We develop a new SCM where the comparison is in terms of percentage reduction in water use as opposed to absolute water use. This SCM allows more low-user households to receive messages that they are performing worse than their peers. This SCM is also related to the opportunity cost of conservation, whereby a household’s capacity to respond to new conservation policies depends on their past water conservation actions. Similar to other studies, we find high pre-treatment water use is the primary driver of treatment heterogeneity for the standard SCM in gallons, however prior conservation is the dominant form of heterogeneity for the new SCM in percentage terms. One explanation is that where high pre-treatment water use best explains who receive strong normative message (doing worse than one’s peers) for traditional SCMs, prior conservation is a better predictor of the strength of the normative message in the new SCM in percentage terms.

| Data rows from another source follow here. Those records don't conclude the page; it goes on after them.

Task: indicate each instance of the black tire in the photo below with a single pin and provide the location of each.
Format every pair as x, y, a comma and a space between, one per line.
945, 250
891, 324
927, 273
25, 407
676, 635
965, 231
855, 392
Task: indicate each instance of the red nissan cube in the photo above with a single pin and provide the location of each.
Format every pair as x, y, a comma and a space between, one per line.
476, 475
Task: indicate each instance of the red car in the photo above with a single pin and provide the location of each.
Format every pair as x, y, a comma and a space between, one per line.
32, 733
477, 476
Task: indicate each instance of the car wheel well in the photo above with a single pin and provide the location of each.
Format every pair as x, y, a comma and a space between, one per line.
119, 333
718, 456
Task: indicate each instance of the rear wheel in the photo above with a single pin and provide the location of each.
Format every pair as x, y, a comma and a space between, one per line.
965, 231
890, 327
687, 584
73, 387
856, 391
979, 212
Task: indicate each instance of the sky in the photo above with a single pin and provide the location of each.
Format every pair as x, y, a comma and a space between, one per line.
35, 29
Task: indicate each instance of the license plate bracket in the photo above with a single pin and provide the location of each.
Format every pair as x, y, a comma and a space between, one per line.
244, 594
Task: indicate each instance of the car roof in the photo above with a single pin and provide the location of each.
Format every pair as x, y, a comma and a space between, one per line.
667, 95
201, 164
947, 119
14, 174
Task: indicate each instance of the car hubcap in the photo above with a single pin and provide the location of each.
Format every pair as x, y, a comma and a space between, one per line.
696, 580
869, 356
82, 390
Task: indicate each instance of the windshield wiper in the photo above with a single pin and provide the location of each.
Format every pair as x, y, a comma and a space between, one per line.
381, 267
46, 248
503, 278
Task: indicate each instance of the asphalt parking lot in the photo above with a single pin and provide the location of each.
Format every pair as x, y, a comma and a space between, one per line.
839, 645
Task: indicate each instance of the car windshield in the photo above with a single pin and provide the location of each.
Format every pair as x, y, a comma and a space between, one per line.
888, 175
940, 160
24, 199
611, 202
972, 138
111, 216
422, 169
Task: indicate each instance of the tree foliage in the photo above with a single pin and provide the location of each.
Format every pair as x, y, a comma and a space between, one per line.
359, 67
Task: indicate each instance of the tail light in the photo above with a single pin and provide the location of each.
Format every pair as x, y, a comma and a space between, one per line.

The findings have important policy implications for utilities using nudges to help manage drought. By targeting our two nudges to households based on pre-treatment water use and prior conservation—both of which are easily calculated with billing data—the aggregate treatment effect increases by 38%. This increase is possible because while the traditional SCMs are typically not effective among below-median water users, our new SCM is effective among the subset of this group who have not responded to prior conservation efforts.

One caveat of our research is that we are unable to fully disentangle the mechanisms that explain our results. We believe the most compelling explanation is that consumers are responding to the strength of the normative message. This explains why prior conservation affects treatment heterogeneity in the SCM in percentage terms but not the traditional SCM. However, the possibility still exists that prior conservation itself dictates the effectiveness of conservation policies. Future research should help disentangle these results by developing better metrics for the opportunity cost of conservation using high frequency metering data (Mayer 2016).